Laravel - Relationships - Custom Polymorphic Types
By default, Laravel will use the fully qualified class name to store the "type" of the related model. For instance, given the one-to-many relationship example above where a Comment
model may belong to a Post
or a Video
model, the default commentable_type
would be either App\Models\Post
or App\Models\Video
, respectively. However, you may wish to decouple these values from your application's internal structure.
For example, instead of using the model names as the "type", we may use simple strings such as post
and video
. By doing so, the polymorphic "type" column values in our database will remain valid even if the models are renamed:
use Illuminate\Database\Eloquent\Relations\Relation;
Relation::enforceMorphMap([
'post' => 'App\Models\Post',
'video' => 'App\Models\Video',
]);
You may call the enforceMorphMap
method in the boot
method of your App\Providers\AppServiceProvider
class or create a separate service provider if you wish.
You may determine the morph alias of a given model at runtime using the model's getMorphClass
method.
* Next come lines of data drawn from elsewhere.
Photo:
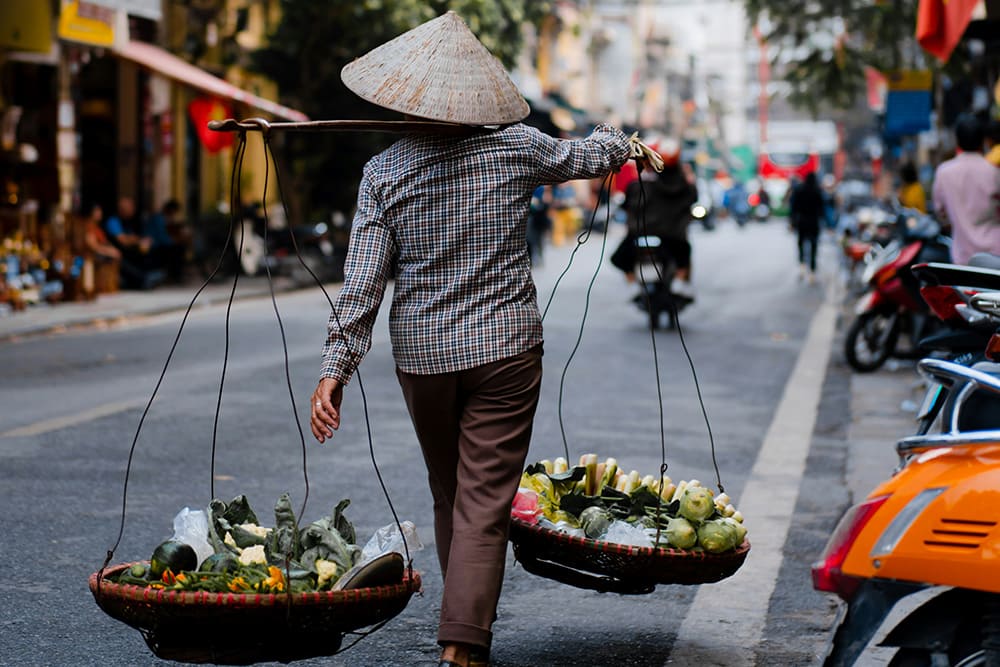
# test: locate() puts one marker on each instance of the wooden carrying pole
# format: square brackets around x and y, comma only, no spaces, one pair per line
[390,126]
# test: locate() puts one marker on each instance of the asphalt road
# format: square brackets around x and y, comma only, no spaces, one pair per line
[72,405]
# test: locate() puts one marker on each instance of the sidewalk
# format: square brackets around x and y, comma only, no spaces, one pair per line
[107,309]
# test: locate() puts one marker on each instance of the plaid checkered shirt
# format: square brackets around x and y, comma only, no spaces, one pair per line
[450,214]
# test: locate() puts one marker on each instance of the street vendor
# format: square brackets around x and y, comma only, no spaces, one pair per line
[449,213]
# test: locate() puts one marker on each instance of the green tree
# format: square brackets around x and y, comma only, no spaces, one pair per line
[825,45]
[312,43]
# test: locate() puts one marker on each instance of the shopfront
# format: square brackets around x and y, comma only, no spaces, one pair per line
[92,109]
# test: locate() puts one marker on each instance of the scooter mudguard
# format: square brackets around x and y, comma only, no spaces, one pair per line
[865,614]
[934,623]
[952,539]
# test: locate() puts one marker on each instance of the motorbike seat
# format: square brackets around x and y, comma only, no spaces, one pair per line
[985,260]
Conversely, you may determine the fully-qualified class name associated with a morph alias using the Relation::getMorphedModel
method:
use Illuminate\Database\Eloquent\Relations\Relation;
$alias = $post->getMorphClass();
$class = Relation::getMorphedModel($alias);
When adding a "morph map" to your existing application, every morphable *_type
column value in your database that still contains a fully-qualified class will need to be converted to its "map" name.